What
story-telling
With
Urban Birth Collective & ITM Belgium
Format
visuals for two academic papers
Year
2025-2026
Context
Paper 1
My role was to build a visual narrative for an academic paper – Richness of Urban Health Realities Lost in Measurement Monocultures (in press) authored by researchers from ITM Belgium, analysing the existing landscape of maternal health services in cities and peri-urban areas of Africa.
The paper discusses knowledge production in the health ecosystem; that global health’s preference is for standardised, internationally comparable metrics or ‘measurement monocultures’, which is not a neutral choice. It is influenced by funder/donor requirements, citation incentives, and the institutional power of northern research consortia who circulate the same approaches across very different contexts, creating a ‘foreign gaze’ that systematically fails to produce city-specific insights.
Visual narrative
I found this metaphor of the monoculture powerful and interesting to draw out. Just as agricultural monocultures replace diverse ecosystems with a single optimised crop, measurement monocultures replace diverse knowledge systems with a standardised analytical output, one that is also, like its agricultural counterpart, super vulnerable to shock. The Trump administration’s 2025 suspension of the Demographic and Health Surveys programme illustrates this fragility very well.
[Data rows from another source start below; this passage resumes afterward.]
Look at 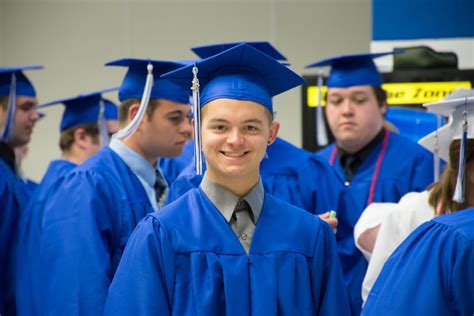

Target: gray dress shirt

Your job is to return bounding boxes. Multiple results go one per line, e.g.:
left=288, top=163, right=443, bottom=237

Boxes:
left=201, top=176, right=265, bottom=255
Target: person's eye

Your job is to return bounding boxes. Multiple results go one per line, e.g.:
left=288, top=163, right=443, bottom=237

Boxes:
left=211, top=125, right=227, bottom=132
left=328, top=98, right=342, bottom=105
left=354, top=98, right=367, bottom=104
left=168, top=115, right=184, bottom=124
left=244, top=125, right=259, bottom=132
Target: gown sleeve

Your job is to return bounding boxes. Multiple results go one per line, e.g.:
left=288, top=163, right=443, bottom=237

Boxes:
left=362, top=221, right=474, bottom=315
left=311, top=221, right=351, bottom=316
left=105, top=216, right=175, bottom=315
left=34, top=173, right=114, bottom=315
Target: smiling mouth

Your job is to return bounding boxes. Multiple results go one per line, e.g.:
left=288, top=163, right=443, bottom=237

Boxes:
left=221, top=151, right=248, bottom=158
left=341, top=122, right=355, bottom=127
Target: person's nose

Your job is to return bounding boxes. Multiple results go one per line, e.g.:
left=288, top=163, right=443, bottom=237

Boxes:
left=227, top=128, right=245, bottom=147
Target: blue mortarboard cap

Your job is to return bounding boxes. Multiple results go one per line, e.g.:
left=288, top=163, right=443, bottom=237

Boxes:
left=106, top=58, right=191, bottom=104
left=0, top=65, right=43, bottom=97
left=39, top=88, right=118, bottom=131
left=191, top=42, right=287, bottom=61
left=162, top=43, right=305, bottom=112
left=306, top=50, right=403, bottom=88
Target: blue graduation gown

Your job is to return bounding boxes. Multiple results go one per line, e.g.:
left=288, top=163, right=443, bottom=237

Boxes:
left=317, top=132, right=434, bottom=315
left=105, top=188, right=349, bottom=316
left=169, top=138, right=344, bottom=214
left=29, top=147, right=153, bottom=315
left=362, top=208, right=474, bottom=316
left=160, top=140, right=194, bottom=186
left=0, top=159, right=22, bottom=315
left=12, top=159, right=76, bottom=315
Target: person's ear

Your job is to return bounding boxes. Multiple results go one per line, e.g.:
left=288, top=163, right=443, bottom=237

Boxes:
left=268, top=121, right=280, bottom=145
left=127, top=103, right=140, bottom=122
left=74, top=127, right=87, bottom=148
left=380, top=102, right=388, bottom=116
The visual for this paper traces the tensions of navigating a dense built environment through the bodies of pregnant women and how this is completely missed out on by the clinical abstraction of a journal article. Here, the paper held at arm’s length focusses on that distance of not seeing what actually is. A hand holds up a very sanitised paper while behind it, women and cities live differently. The idea is not to argue against research; but to ask what gets missed out in its production.

Context
Paper 2
From the paper authored by the Urban Birth Collective team – The Landscape of Urban Childbirth Services (manuscript), what is clear is that in Conakry, 74 out of 94 facilities report providing childbirth care, but just 21 of them account for 80% of all deliveries, and only 3 perform 80% of all caesarean sections. In Kampala, 243 out of 1,042 facilities report providing childbirth care, but 14 account for 80% of deliveries, and 7 for 80% of caesarean sections. These numbers, drawn from routine health facility data, reveal provisioning, access and the invisible geography of maternal care that national or regional averages often overlook. The context is also important because childbirth facilities or any public services for that matter are inversely related due to the colonial geography.
Visual narrative
The visual I created for this paper communicates the scale and concentration of childbirth care across both cities simultaneously. I used extrusions and isometric grids to show (at a glance), what proportion of facilities provide the bulk of the services, making the disproportion legible without showing the technical tabulation. Above the statistics, cityscapes of Conakry and Kampala set the context for the data: a coastal city on a peninsula, a landlocked city on seven hills.